1. ¹Microbial Ecology Laboratory, National University of Ireland, Galway, Ireland
2. ²Microbial Ecophysiology Research Group, Department of Microbiology and Environmental Change Institute, National University of Ireland, Galway, Ireland

Correspondence: V O'Flaherty, Microbial Ecology Laboratory, National University of Ireland, Galway (NUI, Galway), University Road, Galway, Ireland. E-mail: vincent.oflaherty@nuigalway.ie

³These authors contributed equally to this work.

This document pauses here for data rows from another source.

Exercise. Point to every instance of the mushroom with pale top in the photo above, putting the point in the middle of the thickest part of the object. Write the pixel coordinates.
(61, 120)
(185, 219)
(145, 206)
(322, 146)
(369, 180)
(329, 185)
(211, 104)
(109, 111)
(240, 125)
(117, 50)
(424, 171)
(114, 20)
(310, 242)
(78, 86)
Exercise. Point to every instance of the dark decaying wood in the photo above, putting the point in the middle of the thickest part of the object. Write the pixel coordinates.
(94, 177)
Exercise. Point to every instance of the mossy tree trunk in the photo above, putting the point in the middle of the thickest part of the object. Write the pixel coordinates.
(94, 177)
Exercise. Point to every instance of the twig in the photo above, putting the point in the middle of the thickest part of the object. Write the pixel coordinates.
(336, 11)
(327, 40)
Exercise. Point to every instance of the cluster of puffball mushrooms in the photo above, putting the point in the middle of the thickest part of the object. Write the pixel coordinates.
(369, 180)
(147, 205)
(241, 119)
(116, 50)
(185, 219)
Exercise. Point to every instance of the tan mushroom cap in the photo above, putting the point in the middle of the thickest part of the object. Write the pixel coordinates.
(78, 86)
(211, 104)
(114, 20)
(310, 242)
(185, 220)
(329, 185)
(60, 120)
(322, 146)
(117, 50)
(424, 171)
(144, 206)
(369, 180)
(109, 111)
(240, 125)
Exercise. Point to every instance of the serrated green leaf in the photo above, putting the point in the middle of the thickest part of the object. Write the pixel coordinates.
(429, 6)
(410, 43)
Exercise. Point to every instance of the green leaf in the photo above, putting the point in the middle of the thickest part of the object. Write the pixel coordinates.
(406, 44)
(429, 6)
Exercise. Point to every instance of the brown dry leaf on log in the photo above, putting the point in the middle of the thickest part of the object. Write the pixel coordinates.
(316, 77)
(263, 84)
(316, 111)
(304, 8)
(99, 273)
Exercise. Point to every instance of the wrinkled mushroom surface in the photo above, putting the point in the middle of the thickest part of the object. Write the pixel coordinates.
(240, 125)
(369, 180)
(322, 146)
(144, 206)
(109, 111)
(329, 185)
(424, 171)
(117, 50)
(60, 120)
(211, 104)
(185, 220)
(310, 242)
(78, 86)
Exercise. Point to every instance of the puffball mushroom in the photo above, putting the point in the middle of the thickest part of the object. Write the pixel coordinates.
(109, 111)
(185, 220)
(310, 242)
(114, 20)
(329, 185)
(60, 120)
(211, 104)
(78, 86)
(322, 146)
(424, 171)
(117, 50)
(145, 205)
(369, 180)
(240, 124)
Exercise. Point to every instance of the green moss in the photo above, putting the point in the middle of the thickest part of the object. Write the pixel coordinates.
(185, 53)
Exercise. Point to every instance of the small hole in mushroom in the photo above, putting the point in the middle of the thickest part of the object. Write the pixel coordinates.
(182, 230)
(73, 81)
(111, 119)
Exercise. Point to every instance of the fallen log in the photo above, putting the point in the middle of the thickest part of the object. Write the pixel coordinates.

⁴Current address: Centre for Resource Management and Efficiency, School of Applied Science, Cranfield University, College Road, Cranfield, Bedfordshire, MK43 0AL, UK

Received 4 February 2009; Revised 27 April 2009; Accepted 1 May 2009; Published online 25 June 2009.

Abstract

Granular biomass was temporally sampled from a cold (4–15 °C) anaerobic bioreactor, which was inoculated with mesophilic biomass and used to treat industrial wastewater in a long-term (3.4 year) study. Data from 16S rRNA gene clone libraries, quantitative PCR and terminal restriction fragment length polymorphism analyses indicated that microbial community structure was dynamic, with shifts in the archaeal and bacterial communities' structures observed following start-up and during temperature decreases from 15 to 9.5 °C (phase 1). Specifically, the relative abundance of architecturally important Methanosaeta-like (acetoclastic) methanogens decreased, which was concomitant with granule disintegration and the development of a putatively psychrophilic hydrogenotrophic methanogenic community. Genetic fingerprinting suggested the development of a psychroactive methanogenic community between 4 and 10 °C (phase 2), which was dominated by acetogenic bacteria and Methanocorpusculum-like (hydrogenotrophic) methanogens. High levels of Methanosaeta-like acetoclastic methanogens and granular biofilm integrity were maintained during phase 2. Overall, decreasing temperature resulted in distinctly altered microbial community structure during phase 1, and the development of a less dynamic psychroactive methanogenic consortium during phase 2. Moreover, psychrophilic H₂-oxidizing methanogens emerged as important members of the psychroactive consortia after >1200 days of low-temperature cultivation. The data suggest that prolonged psychrophilic cultivation of mesophilic biomass can establish a well-functioning psychroactive methanogenic consortium, thus highlighting the potential of low-temperature anaerobic digestion technology.